Actually we discussed this in our Kamma and rebirth course. There are a few cases where the kamma at the time of death is mentioned. The passage you quote, the Dhamanjani Sutta, and one about a soldier dying in battle and the main cases I can remember.

The thing is, in each of these cases someone is actually performing a strong, morally meaningful act at the time of death. Converting to or from right view, or dying with the strong wish to kill and slaughter, that kind of thing. This obviously applies in only a small minority of cases.

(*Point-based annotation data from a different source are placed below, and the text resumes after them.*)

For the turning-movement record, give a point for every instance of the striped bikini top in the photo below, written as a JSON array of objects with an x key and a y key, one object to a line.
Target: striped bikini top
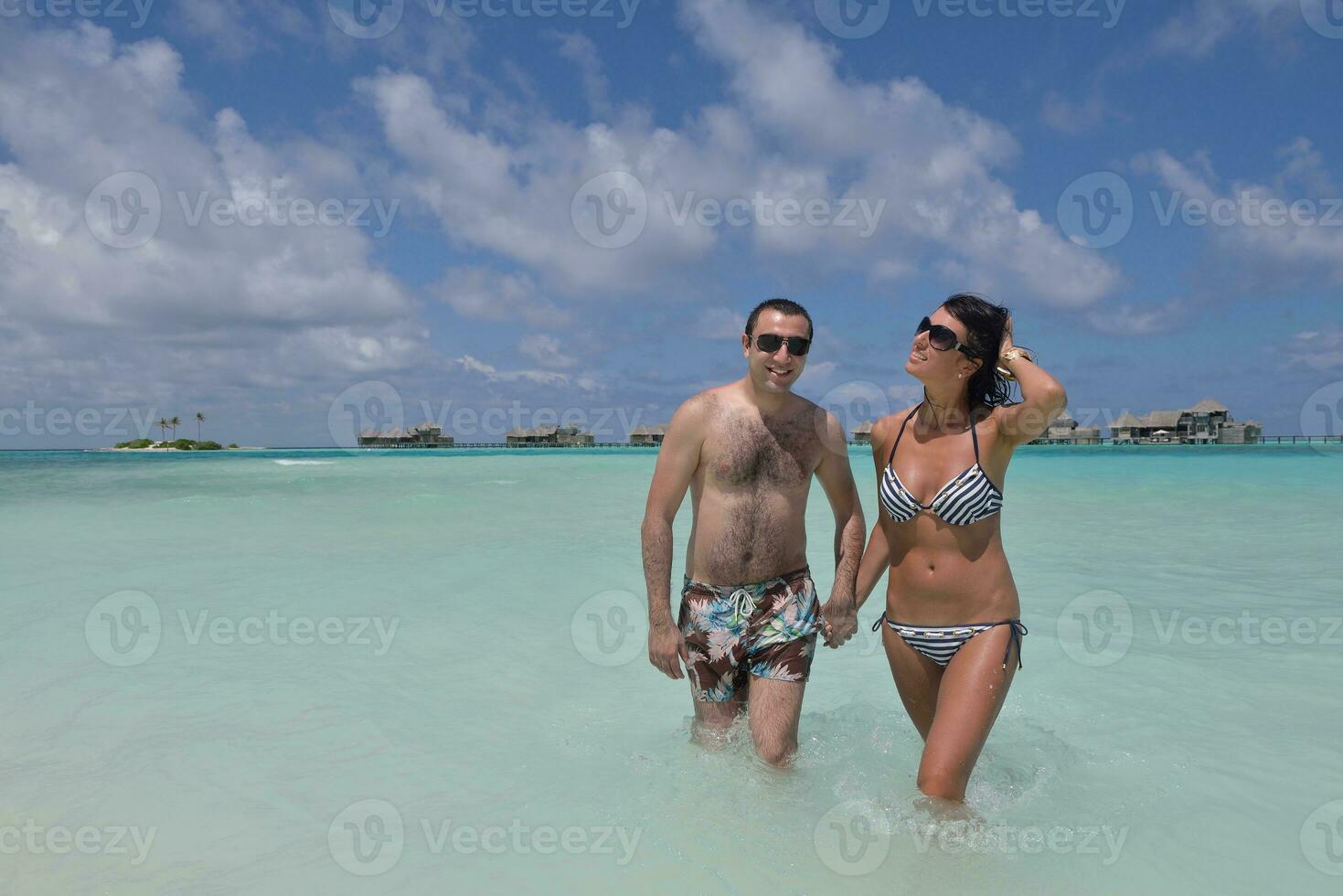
[{"x": 967, "y": 498}]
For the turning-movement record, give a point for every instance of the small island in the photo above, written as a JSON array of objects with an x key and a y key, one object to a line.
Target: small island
[
  {"x": 174, "y": 443},
  {"x": 179, "y": 445}
]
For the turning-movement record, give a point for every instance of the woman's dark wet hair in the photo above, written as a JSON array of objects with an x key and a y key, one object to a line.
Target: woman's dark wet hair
[{"x": 985, "y": 324}]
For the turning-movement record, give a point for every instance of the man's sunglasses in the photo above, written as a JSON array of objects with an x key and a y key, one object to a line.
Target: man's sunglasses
[
  {"x": 943, "y": 337},
  {"x": 770, "y": 343}
]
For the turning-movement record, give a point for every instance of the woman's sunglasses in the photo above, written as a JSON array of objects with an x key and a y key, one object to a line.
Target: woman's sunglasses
[
  {"x": 943, "y": 337},
  {"x": 770, "y": 343}
]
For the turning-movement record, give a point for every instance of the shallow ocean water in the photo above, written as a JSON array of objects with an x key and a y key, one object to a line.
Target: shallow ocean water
[{"x": 424, "y": 672}]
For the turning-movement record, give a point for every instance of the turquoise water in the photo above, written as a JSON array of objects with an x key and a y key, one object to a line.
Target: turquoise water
[{"x": 404, "y": 672}]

The vast majority of people die at a time when they’re not making an strong kamma. They’re caught be surprise in a car accident, or they die slowly, on pain killers, while lying in a hospital. In such cases, since no strong, decisive kamma is being performed, the death-proximate kamma is not important.

So the problem is not that kamma made near death is never significant, it’s that the significance is vastly overemphasized in modern Theravada, to a completely irrational degree. There’s zero chance that a stray thought near the time of your death is going to have any effect on your rebirth.

Moreover, the formulation of this—“last thought moment”—depends on the Abhidhamma idea of “mind moments”, which is of course completely absent from the suttas. Even in the cases where death-proximate kamma in the suttas is mentioned, there is no question of it being a “mind moment”. It is a deliberate, conscious, life-changing choice, not a flicker of thought passed before you know it.